Software design for redundant systems

Started by Unknown January 14, 2005

Is there any good literature out there pertaining to software design of
redundant systems?  I have some ideas, but I am not sure if they are
adequate, or even correct.  I am thinking along the lines of separating
the redundancy logic from the business logic.  In today's world no
software application is an island unto itself.  Software applications
communicate with each other via some sort of IPC, or by accessing some
shared data (e.g. shared memory and file).  Also, software applications
start timers, and a lot of processing is triggered by the triggering of
the timers.

I am thinking of maintaining the notion of redundancy state in the
supporting software, outside the business logic of the application.
What I mean specifically is this: I will create wrapper functions
around IPC system calls, IO calls and timer calls.  Inside those
wrapper functions, I will maintain the notion of redundancy state.  For
example, if the redundancy state is standby, the wrapper functions for
IPC will not send out any messages, the wrapper functions for shared
memory access will not access the shared memory, the wrapper functions
for file access will not access shared files and the wrapper functions
for timers will not set any timers.  The advantage that I see with this
approach is that the business logic of the application is completely
oblivious to the redundancy state.  When the redundancy state switches
to active, lo and behold all these wrapper functions are turned ON, and
they begin to work normally.

An alternate approach is to make a call to a function which returns
immediately on the active side, but blocks on the standby side, up
until the redundancy state changes to active.  While easier to
implement, the disadvantage of this approach is that upon switchover,
control will resume only from this point onwards.
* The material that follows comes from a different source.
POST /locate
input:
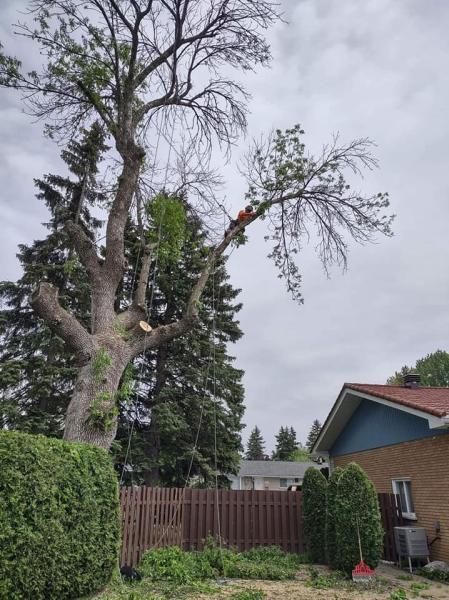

No discussion on redundancy is complete without a discussion on data
synchronization and the need for checkpointing.  Data synchronization
of persistent data seems to be a lot easier than data synchronization
of memory-resident data.  In the former case we could potentially rely
on external utilities and operating system capabilities (e.g.
timestamps on files) maintaining this synchronization, using some
criteria (e.g. time based or number of updates).

For synchronization of memory-resident data, I have the following in
mind.  I "register" a certain region of process memory with a
"memory duplication service".  This service runs on the active and
standby side in its own thread.  Any data that is written anywhere in
this region of memory on the active side gets copied to the standby
side.  Of course the physical memory address values inside the two
instances of the applications (primary and secondary) will be
different, but within these address spaces relative offsets will be the
same (after all it is the same software that runs in both active and
standby mode).  To duplicate some data from active to standby, you
merely need to provide its offset from the beginning and its size.  If
more than one region of memory are "registered", the memory region
identifier may also need to be provided.

I have tried to look far and wide to see if there are any standards for
redundancy management.  The only standard that I have found so far is
X.751 from ITU-T.  However, this standard only deals with the
management aspect of redundancy management.  Unfortunately this
document reads like scripture ---- extremely cryptic that takes at
least a few readings before you get it.  For example it took me a long
time to realize that PRIMARY and SECONDARY are roles in the fallback
relationship, while BACKEDUP and BACKUP are roles in the backup
relationship.  I had initially assumed them to be synonymous.

To wrap up, I would appreciate if someone could provide some software
strategies for building redundant systems.


> To wrap up, I would appreciate if someone could provide some software > strategies for building redundant systems. >
There are a number of design patterns that describes different strategies for redundancy. I would start by checking them out.